At Chuene’s request, Adams arranged the meeting with the IAAF’s medical team, where he said Semenya’s withdrawal would be unacceptable to top-level politicians and the South African government. ‘He told me to keep quiet in that meeting and that he and Maponyane would defend the country’s position …”

On Tuesday Chuene told Parliament’s sports committee that the IAAF medical team gave him two options during their meeting: the first, that Semenya should fake an injury and withdraw from the race, which Chuene rejected as ‘unethical”, and the second that ‘she run and finish and the matter can be addressed after the race. Chuene was not comfortable with this option.”

But Adams says that the IAAF team made it clear ‘that Semenya could compete at the World Championships, on condition that she accepted that she would be subjected to the IAAF’s gender verification tests in Berlin and that, if any unfair advantage was detected on the part of her, she would be stripped of any medal she might have won at the championships; or that Semenya is withdrawn from the world championships.

‘If [the latter] was to be the option exercised, the IAAF was comfortable with ASA handling the matter of the gender verification tests back in South Africa and a report on the said tests sent to the IAAF.”

The Democratic Alliance’s Donald Lee said Chuene should be ‘ashamed of the role he has played in this saga. It is disgraceful that he has never been admonished, much less dismissed, for his role in violating the dignity of Caster Semenya. He needs to be held accountable and needs to step down as the head of ASA.”

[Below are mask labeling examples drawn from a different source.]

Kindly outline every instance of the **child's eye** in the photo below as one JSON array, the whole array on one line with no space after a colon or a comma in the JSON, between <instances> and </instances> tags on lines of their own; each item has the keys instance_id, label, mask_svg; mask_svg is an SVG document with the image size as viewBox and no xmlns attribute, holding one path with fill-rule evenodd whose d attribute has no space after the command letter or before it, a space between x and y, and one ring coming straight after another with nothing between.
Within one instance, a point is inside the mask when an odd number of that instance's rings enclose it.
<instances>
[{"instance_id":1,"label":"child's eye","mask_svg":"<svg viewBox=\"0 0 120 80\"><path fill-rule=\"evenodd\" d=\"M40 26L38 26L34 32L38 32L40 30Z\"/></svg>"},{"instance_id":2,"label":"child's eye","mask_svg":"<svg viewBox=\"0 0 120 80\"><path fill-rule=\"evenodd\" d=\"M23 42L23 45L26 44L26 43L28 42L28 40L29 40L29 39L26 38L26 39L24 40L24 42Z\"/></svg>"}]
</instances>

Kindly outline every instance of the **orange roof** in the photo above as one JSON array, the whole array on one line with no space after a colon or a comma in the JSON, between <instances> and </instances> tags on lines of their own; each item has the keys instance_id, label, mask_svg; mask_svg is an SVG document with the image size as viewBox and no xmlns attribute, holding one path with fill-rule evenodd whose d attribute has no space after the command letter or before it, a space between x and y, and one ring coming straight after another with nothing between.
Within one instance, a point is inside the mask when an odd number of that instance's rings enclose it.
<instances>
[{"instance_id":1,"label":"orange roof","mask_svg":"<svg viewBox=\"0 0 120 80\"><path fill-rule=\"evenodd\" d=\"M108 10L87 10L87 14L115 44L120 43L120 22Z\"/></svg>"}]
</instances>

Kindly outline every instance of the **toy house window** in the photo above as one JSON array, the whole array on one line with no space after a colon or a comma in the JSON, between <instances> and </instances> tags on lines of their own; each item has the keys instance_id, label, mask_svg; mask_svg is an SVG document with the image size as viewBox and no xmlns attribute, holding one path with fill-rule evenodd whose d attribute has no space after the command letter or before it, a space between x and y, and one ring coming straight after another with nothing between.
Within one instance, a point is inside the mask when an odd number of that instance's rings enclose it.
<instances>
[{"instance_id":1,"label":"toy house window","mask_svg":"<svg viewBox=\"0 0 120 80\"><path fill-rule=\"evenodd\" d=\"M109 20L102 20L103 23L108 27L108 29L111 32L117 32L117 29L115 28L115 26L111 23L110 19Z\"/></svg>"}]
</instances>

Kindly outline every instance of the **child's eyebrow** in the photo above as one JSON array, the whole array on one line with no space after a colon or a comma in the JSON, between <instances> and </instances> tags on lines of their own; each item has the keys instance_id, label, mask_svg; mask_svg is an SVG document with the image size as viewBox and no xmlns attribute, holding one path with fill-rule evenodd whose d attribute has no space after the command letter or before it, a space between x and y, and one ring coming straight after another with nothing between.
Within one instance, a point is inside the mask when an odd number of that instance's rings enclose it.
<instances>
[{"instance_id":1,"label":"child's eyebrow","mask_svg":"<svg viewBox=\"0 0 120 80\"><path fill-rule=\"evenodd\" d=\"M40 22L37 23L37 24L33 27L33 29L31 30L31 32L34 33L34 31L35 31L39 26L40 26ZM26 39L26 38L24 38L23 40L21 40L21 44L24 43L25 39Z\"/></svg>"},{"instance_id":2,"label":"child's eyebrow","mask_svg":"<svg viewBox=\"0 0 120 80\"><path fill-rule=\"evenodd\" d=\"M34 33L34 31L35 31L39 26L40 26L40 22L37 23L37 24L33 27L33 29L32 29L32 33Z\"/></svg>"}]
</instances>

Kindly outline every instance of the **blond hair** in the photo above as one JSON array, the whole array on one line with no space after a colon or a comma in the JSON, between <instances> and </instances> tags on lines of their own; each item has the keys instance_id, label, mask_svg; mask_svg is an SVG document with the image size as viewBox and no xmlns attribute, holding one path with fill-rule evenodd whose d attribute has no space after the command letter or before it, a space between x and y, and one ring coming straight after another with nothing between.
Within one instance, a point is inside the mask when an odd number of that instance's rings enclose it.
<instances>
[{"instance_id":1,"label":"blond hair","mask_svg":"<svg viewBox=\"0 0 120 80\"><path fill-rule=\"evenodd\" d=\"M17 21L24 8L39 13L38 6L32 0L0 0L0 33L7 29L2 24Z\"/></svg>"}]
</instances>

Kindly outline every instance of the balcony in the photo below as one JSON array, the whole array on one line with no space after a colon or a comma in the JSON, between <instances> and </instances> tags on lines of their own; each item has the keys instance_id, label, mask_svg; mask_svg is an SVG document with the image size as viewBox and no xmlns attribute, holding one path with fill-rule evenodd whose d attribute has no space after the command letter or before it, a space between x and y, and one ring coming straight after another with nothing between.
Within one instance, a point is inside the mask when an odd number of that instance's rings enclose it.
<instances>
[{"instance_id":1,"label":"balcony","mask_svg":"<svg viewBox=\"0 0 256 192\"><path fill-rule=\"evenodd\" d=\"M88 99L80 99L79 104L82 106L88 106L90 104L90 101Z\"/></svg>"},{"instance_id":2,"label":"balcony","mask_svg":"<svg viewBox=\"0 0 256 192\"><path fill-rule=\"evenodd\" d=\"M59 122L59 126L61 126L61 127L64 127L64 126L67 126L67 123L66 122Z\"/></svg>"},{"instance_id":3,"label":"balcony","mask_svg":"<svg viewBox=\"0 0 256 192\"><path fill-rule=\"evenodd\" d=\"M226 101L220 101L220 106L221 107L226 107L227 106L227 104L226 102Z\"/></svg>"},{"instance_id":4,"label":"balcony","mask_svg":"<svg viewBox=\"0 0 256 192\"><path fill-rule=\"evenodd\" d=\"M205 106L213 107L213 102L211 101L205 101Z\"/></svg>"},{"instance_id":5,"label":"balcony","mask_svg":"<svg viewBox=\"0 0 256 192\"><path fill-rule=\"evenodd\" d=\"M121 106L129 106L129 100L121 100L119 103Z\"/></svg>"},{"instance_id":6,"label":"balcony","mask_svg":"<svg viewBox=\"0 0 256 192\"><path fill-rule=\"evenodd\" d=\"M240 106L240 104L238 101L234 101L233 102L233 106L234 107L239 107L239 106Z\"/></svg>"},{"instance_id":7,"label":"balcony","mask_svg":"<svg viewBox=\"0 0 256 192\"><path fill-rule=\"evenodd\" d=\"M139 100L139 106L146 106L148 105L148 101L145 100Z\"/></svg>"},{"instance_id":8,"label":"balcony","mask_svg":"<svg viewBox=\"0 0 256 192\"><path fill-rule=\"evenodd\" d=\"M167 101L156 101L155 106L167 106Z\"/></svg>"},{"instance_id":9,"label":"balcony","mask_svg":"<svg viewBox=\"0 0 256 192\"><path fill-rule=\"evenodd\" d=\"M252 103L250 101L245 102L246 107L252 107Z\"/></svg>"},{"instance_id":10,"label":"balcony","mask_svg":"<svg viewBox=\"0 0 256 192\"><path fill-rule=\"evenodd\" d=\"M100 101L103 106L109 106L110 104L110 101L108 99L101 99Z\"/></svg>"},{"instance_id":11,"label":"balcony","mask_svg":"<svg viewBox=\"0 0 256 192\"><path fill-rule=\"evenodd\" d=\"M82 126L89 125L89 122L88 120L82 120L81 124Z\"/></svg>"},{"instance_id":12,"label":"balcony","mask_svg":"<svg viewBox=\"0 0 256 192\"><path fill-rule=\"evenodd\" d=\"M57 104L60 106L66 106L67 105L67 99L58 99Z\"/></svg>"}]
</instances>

Last month the M&G exposed Chuene’s trail of lies, including his claim that no gender tests had been conducted on Semenya in South Africa.

The report says that Chuene asked Adams to be present at his press conferences to confirm this claim to put the matter to rest ‘once and for all”.

Adams turned down both requests because he could not endorse a lie.

‘I sincerely believe that Chuene’s decision to refuse that Semenya be withdrawn was … reckless, short-sighted and grossly irresponsible. Chuene’s orgy of lies had absolutely nothing to do with Semenya but all had to do with Chuene’s selfish interest to cover his back at the expense of Semenya’s welfare,” Adams says.

Youth league president Malema continues to give public support to Chuene, and the ANC’s Caster Semenya task team also attacked the IAAF this week, saying the gender tests ‘were not conducted in keeping with their own stated gender verification policies and rules”.

It demanded that the IAAF make a public apology.

Sources said Adams was reluctant to present his report to the task team on Tuesday because the ANC had already taken a position.

‘The whole thing was well planned; everyone is now blaming the IAAF and this was part of the plan,” the senior official said.